A second technique for simulating hierarchical documents in Whoosh involves
using a stored field on each document to point to its parent, and then using
the value of that field at query time to find parents and children.

For example, if we index a hierarchy of classes and methods using pointers
to parents instead of nesting::

    # Store a pointer to the parent on each "method" document
    with ix.writer() as w:
        w.add_document(kind="class", c_name="Index", docstring="...")
        w.add_document(kind="method", m_name="add document", parent="Index")
        w.add_document(kind="method", m_name="add reader", parent="Index")
        w.add_document(kind="method", m_name="close", parent="Index")

        w.add_document(kind="class", c_name="Accumulator", docstring="...")
        w.add_document(kind="method", m_name="add", parent="Accumulator")
        w.add_document(kind="method", m_name="get result", parent="Accumulator")

        w.add_document(kind="class", c_name="Calculator", docstring="...")
        w.add_document(kind="method", m_name="add", parent="Calculator")
        w.add_document(kind="method", m_name="add all", parent="Calculator")
        w.add_document(kind="method", m_name="add some", parent="Calculator")
        w.add_document(kind="method", m_name="multiply", parent="Calculator")
        w.add_document(kind="method", m_name="close", parent="Calculator")

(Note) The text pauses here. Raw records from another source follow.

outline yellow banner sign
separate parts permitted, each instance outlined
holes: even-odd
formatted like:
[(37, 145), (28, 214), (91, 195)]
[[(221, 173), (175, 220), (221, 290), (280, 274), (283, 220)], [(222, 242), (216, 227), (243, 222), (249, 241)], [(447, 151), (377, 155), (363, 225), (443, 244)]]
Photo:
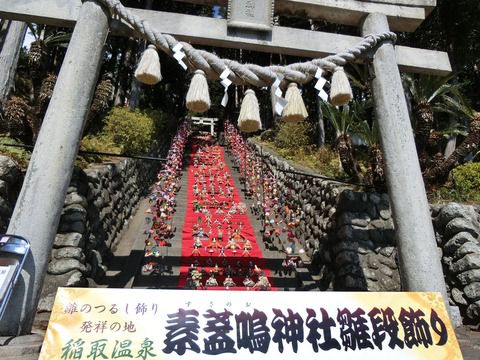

        w.add_document(kind="class", c_name="Deleter", docstring="...")
        w.add_document(kind="method", m_name="add", parent="Deleter")
        w.add_document(kind="method", m_name="delete", parent="Deleter")

    # Now do manual joins at query time
    with ix.searcher() as s:
        # Tip: Searcher.document() and Searcher.documents() let you look up
        # documents by field values more easily than using Searcher.search()

        # Children to parents:
        # Print the docstrings of classes on which "close" methods occur
        for child_doc in s.documents(m_name="close"):
            # Use the stored value of the "parent" field to look up the parent
            # document
            parent_doc = s.document(c_name=child_doc["parent"])
            # Print the parent document's stored docstring field
            print(parent_doc["docstring"])

        # Parents to children:
        # Find classes with "big" in the docstring and print their methods
        q = query.Term("kind", "class") & query.Term("docstring", "big")
        for hit in s.search(q, limit=None):
            print("Class name=", hit["c_name"], "methods:")
            for child_doc in s.documents(parent=hit["c_name"]):
                print("  Method name=", child_doc["m_name"])

This technique is more flexible than index-time nesting in that you can
delete/update individual documents in the hierarchy piece by piece, although it
doesn't support finding different parent levels as easily. It is also slower
than index-time nesting (potentially much slower), since you must perform
additional searches for each found document.

Future versions of Whoosh may include "join" queries to make this process more
efficient (or at least more automatic).